There are two settings files involved for mermaid-related task, cur_task_setting.json for EasyReg and mermaid_nonp_settings.json for Mermaid. And for the settings on other tasks, please refer to demo repository.

Since Mermaid has its own tutorial on setting, we would focus on cur_task_setting.json.

An important notice is:

  • the current network structure is specific to the OAI dataset, so for input with different image sizes (other than 80 * 192 *192), the network structure needs to be adjusted; especially for the affine network, the final layer is a fully-connected layer which is sensitive to input size; We recommend the combination usage of parameter ‘’img_after_resize’’ for resampling input with adjusting the network structures in “modules.py”.

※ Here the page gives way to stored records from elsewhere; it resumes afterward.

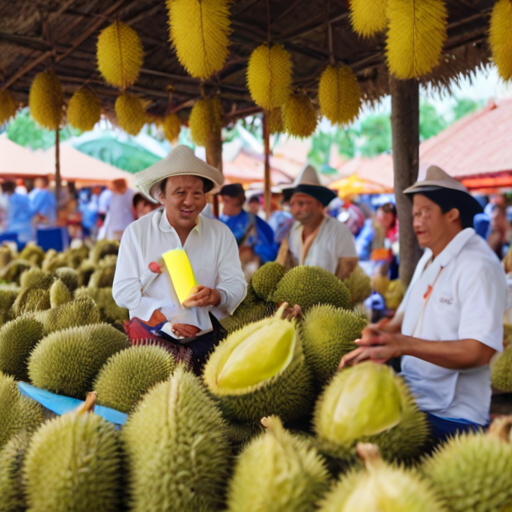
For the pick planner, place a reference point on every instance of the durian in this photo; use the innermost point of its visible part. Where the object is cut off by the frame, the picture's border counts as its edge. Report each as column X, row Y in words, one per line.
column 380, row 487
column 368, row 16
column 277, row 472
column 266, row 279
column 328, row 333
column 299, row 115
column 199, row 31
column 369, row 403
column 359, row 285
column 66, row 362
column 205, row 120
column 120, row 55
column 130, row 113
column 259, row 371
column 416, row 35
column 7, row 106
column 84, row 109
column 73, row 464
column 473, row 471
column 178, row 456
column 129, row 374
column 45, row 100
column 269, row 76
column 339, row 94
column 17, row 339
column 307, row 286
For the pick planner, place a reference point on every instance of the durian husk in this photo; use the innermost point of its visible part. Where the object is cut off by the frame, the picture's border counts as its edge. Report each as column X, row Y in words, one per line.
column 7, row 106
column 130, row 113
column 205, row 120
column 199, row 31
column 416, row 35
column 45, row 100
column 120, row 55
column 500, row 37
column 339, row 94
column 84, row 109
column 299, row 115
column 269, row 76
column 368, row 17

Here is an example from training_on_3_cases, which can be found in ./demo/demo_settings/training_on_3_cases.

The detailed settings should can be referred from Training Settings.

Here, we list some of the most important parameters in cur_task_setting.json.

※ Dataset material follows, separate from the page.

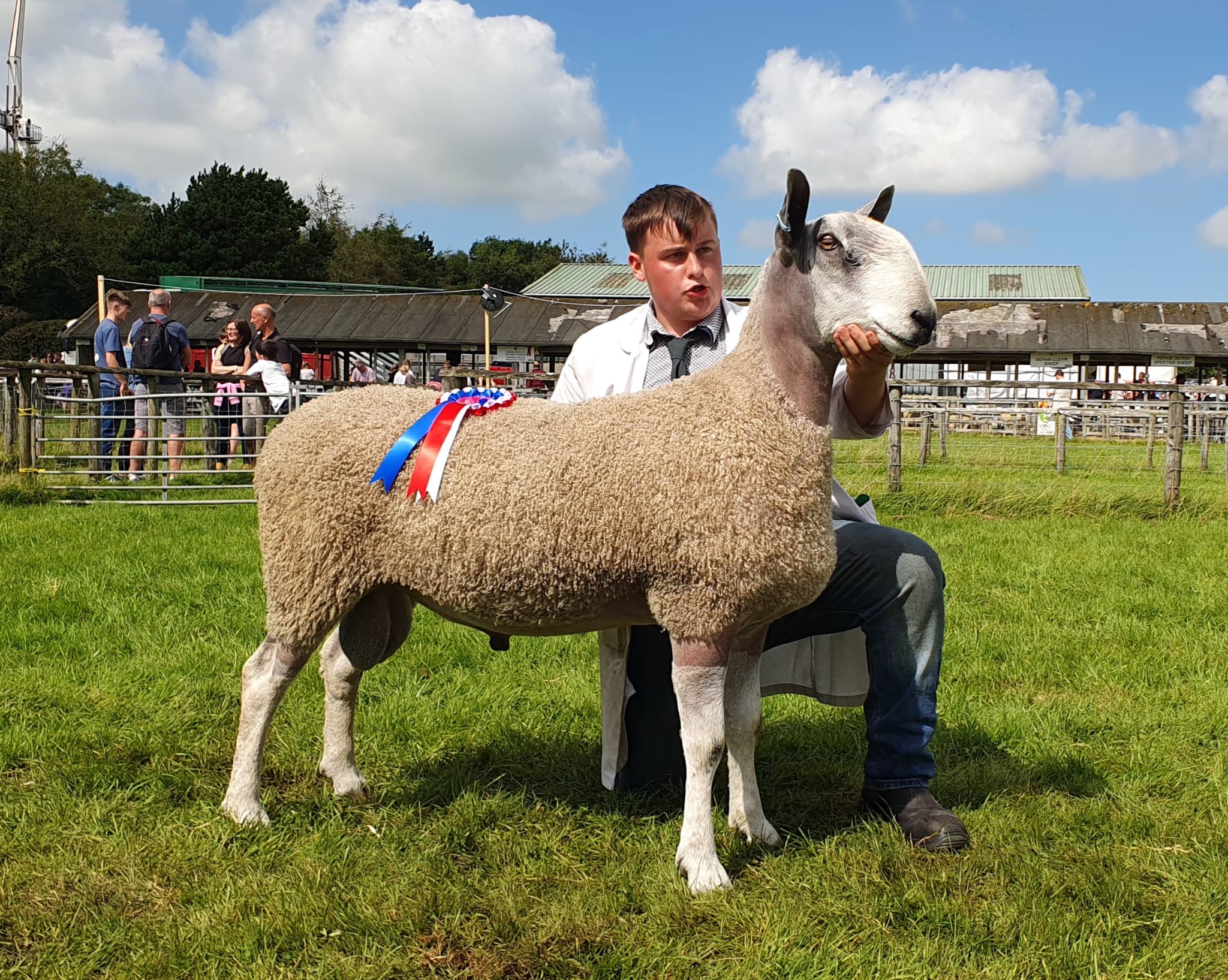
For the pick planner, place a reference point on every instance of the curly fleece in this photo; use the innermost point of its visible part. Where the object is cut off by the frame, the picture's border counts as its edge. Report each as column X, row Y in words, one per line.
column 703, row 505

  • “model”: “the model type, only ‘reg_net’ is for training”.
  • “method_name”: “MODEL: METHOD_NAME; affine_sym, mermaid(can optionally including affine)”.
  • “mermaid_net_json_pth”: the path for mermaid settings json.
  • “loss”: the similarity measure type, support list: l1, mse, ncc, lncc.
  • “train”: if is in train mode.
{
    "dataset": {
        "img_after_resize": [
            80,
            192,
            192
        ],
        "load_training_data_into_memory": true,
        "max_num_for_loading": [
            -1,
            -1,
            -1,
            -1
        ],
        "spacing_to_refer": [
            0.7,
            0.3646,
            0.3646
        ]
    },
    "tsk_set": {
        "batch_sz": 1,
        "check_best_model_period": 5,
        "continue_train": false,
        "continue_train_lr": 5e-05,
        "criticUpdates": 2,
        "epoch": 50,
        "gpu_ids": 0,
        "loss": {
            "type": "lncc"
        },
        "max_batch_num_per_epoch": [
            400,
            3,
            3
        ],
        "model": "reg_net",
        "model_path": "",
        "n_in_channel": 1,
        "method_name": "mermaid",
        "optim": {
            "adam": {
                "beta": 0.9
            },
            "lr": 0.0001,
            "lr_scheduler": {
                "custom": {
                    "gamma": 0.5,
                    "step_size": 20
                },
                "type": "custom"
            },
            "optim_type": "adam"
        },
        "output_taking_original_image_format": true,
        "print_step": [
            10,
            3,
            3
        ],
        "print_val_detail": true,
        "reg": {
            "affine_net": {
                "acc_multi_step_loss": false,
                "affine_net_iter": 3,
                "epoch_activate_extern_loss": 20,
                "epoch_activate_multi_step": 30,
                "epoch_activate_sym": 40,
                "epoch_activate_sym_loss": 40,
                "initial_reg_factor": 10,
                "min_reg_factor": 1e-3,
                "reset_lr_for_multi_step": true,
                "using_complex_net": true
            },
            "compute_inverse_map": false,
            "low_res_factor": 0.5,
            "mermaid_net": {
                "affine_init_path": "",
                "affine_refine_step": 5,
                "clamp_momentum": false,
                "clamp_thre": 1,
                "epoch_activate_multi_step": 30,
                "epoch_activate_sym": 40,
                "load_trained_affine_net": true,
                "mermaid_net_json_pth": "./demo_settings/mermaid/training_network_vsvf/mermaid_nonp_settings.json",
                "num_step": 2,
                "optimize_momentum_network": true,
                "reset_lr_for_multi_step": true,
                "sym_factor": 500,
                "using_affine_init": true,
                "using_physical_coord": false,
                "using_complex_net": true
            }
        },
        "save_running_resolution_3d_img": false,
        "save_extra_running_resolution_3d_img": true,
        "save_fig_on": true,
        "train": true,
        "use_physical_coord": false,
        "val_period": 10,
        "warmming_up_epoch": 2
    }
}

3. Train the model

End-to-end training

In demo repository, we include a training demo. The demo trains the affine-network first then the momentum generation network for the vSVF model.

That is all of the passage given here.